As stated in this recent article from The LA Times, the websites will both retain their own identities, however it is to be expected that user-friendly synergy & interface and a monopoly of this market will be a result of this merger.
So how does this impact the real estate market? It is becoming increasingly uncommon for buyers and sellers to NOT consult one of these websites prior to making a purchase or sale for an 'evaluation' of their home. While estimated values can be accurate at times, specific areas all over Los Angeles are difficult to comp properly and can over/underestimate a value by millions of dollars. Due in part to the extreme market sensitivity from street to street and city to city that can only be assessed by a Los Angeles real estate expert (and by this I mean the county as whole and not simply the city!). Every client deserves to be informed and educated in new listings, recent sales, and market trends to become confident when it finally comes time to making one of the biggest investment decisions of their life.

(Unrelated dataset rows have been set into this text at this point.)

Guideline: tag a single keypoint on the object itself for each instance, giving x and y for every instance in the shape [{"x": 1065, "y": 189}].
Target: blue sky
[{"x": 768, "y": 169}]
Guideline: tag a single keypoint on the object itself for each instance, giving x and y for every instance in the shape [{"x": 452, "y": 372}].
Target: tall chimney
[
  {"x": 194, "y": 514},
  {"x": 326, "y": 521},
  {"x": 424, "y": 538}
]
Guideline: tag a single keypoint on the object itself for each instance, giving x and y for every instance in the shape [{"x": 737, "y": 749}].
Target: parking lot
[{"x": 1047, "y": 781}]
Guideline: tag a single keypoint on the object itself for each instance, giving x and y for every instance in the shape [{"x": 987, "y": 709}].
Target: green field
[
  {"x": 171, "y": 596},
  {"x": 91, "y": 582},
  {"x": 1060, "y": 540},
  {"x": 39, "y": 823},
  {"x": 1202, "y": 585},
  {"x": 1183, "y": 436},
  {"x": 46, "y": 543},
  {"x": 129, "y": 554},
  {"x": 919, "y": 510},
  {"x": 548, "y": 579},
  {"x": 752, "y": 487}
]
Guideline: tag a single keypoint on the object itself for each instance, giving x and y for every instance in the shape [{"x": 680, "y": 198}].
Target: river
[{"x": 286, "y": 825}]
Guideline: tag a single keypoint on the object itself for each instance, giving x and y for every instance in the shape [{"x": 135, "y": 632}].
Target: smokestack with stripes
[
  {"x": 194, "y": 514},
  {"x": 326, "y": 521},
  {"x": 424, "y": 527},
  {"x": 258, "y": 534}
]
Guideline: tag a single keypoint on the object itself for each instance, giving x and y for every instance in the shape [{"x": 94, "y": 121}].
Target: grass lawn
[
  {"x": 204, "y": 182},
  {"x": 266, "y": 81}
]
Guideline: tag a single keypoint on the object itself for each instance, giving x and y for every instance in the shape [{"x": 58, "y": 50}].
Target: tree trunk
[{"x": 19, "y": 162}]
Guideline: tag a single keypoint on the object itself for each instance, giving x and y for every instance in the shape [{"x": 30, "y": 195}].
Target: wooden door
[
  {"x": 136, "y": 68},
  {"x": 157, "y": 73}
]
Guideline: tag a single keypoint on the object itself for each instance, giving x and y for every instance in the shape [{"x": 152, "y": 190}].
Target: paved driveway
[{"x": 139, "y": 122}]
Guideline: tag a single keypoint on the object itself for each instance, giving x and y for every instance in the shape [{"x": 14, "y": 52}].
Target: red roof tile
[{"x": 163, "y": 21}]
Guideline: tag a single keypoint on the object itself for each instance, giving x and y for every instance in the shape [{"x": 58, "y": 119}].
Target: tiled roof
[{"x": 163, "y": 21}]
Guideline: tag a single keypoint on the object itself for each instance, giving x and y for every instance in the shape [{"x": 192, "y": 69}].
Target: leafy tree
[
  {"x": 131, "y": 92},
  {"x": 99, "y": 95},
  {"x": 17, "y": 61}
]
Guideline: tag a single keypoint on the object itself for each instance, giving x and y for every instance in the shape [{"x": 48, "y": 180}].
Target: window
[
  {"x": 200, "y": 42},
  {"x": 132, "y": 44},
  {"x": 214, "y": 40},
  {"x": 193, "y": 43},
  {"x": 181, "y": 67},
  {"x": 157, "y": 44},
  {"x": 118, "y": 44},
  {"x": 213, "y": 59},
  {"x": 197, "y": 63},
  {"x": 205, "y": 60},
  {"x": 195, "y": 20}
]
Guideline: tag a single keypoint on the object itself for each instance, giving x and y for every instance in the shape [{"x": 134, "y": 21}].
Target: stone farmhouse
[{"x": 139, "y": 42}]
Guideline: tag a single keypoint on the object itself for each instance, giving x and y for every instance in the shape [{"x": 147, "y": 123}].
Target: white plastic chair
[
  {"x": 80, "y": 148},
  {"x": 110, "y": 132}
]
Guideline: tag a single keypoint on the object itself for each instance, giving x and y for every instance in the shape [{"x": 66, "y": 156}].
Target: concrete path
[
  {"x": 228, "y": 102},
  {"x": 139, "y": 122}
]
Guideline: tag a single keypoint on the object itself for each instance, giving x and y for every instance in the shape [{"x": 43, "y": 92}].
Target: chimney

However, when it finally comes down to the negotiation/sale, real estate agents are called for their trustworthy opinions, experience, and unparalleled market knowledge that can set buyers and sellers at ease during a hopefully seamless transaction.
Zillow and Trulia have come to many real estate agents alike, myself included, to work together in bringing clients and real estate agents together and have taken a stance on working WITH realtors rather than against them.
Many realtors and brokers have reservations and gripes about these websites saturating the market and diminishing the need for realtors. However, I think much like new apps, phones, and computers, we have to grow accustomed to using and embracing these tools rather than become ignorant and irrelevant to the movement that has very much taken over life. Change is good, knowledge is power, but experience and skill set can mean everything in closing.